Shinnosuke Abe hit a "sayonara" solo homer in the bottom of the ninth inning as the Yomiuri Giants defeated the Yakult Swallows 3-2 on Thursday.

Abe sent a 2-1 fastball off Shugo Fujii into Tokyo Dome's right-field stands to break the deadlock and reclaim a 10-game lead for runaway leader Yomiuri ahead of the second-place Swallows in the Central League.

Hideki Okajima (6-2) earned the win after working the ninth in relief of Yusaku Iriki, who held Yakult to two runs and four hits in an effective eight-inning outing in a duel with Fujii.

Fujii (7-6) bounced back from a first-inning homer to Hideki Matsui and retired 21 straight batters before giving up Abe's one-out, game-winning homer on his 111th pitch.

Roberto Petagine and Matsui, who was hit by a pitch in the right hand in Wednesday's game, traded two-run homers in the first inning as Matsui retained his lead in the CL home run derby with 32 to 31 for the Venezuelan slugger.

"I thought there would be more pain, but I went through normal batting practice and it wasn't as bad as I thought.
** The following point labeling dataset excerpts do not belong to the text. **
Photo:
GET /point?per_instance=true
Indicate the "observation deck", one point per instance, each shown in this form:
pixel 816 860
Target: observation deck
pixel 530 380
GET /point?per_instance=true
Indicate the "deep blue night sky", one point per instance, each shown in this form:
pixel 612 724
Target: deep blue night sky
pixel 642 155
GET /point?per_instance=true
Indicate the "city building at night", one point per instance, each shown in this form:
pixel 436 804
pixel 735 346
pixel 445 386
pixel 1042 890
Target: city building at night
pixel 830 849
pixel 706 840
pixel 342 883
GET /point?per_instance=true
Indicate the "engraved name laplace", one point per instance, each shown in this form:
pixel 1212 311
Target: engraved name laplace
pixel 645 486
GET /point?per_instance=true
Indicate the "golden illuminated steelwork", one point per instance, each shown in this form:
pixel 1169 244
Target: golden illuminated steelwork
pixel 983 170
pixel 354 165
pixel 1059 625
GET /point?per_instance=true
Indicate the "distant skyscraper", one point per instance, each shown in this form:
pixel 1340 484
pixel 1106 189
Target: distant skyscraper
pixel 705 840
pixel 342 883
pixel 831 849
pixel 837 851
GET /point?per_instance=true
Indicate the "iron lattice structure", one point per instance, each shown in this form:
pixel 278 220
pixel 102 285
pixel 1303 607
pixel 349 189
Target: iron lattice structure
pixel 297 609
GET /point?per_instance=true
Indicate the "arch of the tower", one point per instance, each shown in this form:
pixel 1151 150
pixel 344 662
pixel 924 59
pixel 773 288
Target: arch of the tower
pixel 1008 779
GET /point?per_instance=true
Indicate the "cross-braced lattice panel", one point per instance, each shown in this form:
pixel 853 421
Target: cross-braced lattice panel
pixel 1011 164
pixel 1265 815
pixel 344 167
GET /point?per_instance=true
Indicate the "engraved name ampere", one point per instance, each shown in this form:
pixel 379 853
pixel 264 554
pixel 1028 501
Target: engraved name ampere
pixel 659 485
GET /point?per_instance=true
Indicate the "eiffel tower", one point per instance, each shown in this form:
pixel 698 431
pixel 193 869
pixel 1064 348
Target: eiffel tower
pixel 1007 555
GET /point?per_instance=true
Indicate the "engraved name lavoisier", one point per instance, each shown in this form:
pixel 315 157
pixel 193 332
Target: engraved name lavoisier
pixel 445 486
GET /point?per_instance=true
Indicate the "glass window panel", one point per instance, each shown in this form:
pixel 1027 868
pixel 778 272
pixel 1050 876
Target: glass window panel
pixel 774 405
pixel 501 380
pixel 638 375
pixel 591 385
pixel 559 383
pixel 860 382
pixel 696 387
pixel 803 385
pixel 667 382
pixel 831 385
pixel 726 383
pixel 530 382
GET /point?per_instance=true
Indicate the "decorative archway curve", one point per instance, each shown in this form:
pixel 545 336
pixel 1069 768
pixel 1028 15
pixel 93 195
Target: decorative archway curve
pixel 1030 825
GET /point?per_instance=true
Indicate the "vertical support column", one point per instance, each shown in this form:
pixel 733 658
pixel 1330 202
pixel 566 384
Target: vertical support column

There's nothing to worry about," said Matsui, who was playing with a swollen hand.

Dragons 8, Carp 6
Pinch-hitter Junichi Jinno hit a go-ahead two-run single in a five-run rally in the fourth inning as Chunichi went on to beat Hiroshima at Hiroshima Stadium for their fifth straight victory.

Rookie Daisuke Yamai (4-1) picked up the win after two innings of relief and Eddie Gaillard tied the league lead with his 24th save.

Ham still moving

The Nippon Ham Fighters, despite being rocked by the parent company's involvement in a beef-labeling scandal, will go ahead with a plan to relocate the Pacific League baseball club's franchise to Sapporo before the 2004 season.

Club president Takeshi Kojima confirmed Thursday that the Tokyo-based Fighters' move will not be affected by the fiasco created after a subsidiary of Nippon Meat Packers Inc. was implicated in abusing the state-run beef buyback program.

"We will continue our work to move to Sapporo as scheduled," said Kojima, who also brushed aside concerns that the running of the baseball team could be hit hard by the labeling scandal which has hurt business operations of the Nippon Meat Packers group.

"The parent company thinks the Fighters are an important part of the group in order to restore consumer confidence in our Nippon Ham brand," he said.

Last month, baseball officials approved the Fighters' move to Sapporo, making them the first professional team to be based in Hokkaido.

In the fraud case that surfaced earlier this month, Nippon Food Inc. mixed imported beef into a consignment of domestic beef and sold it to a government-appointed industry body under the buyback program launched last fall following an outbreak of mad cow disease in Japan.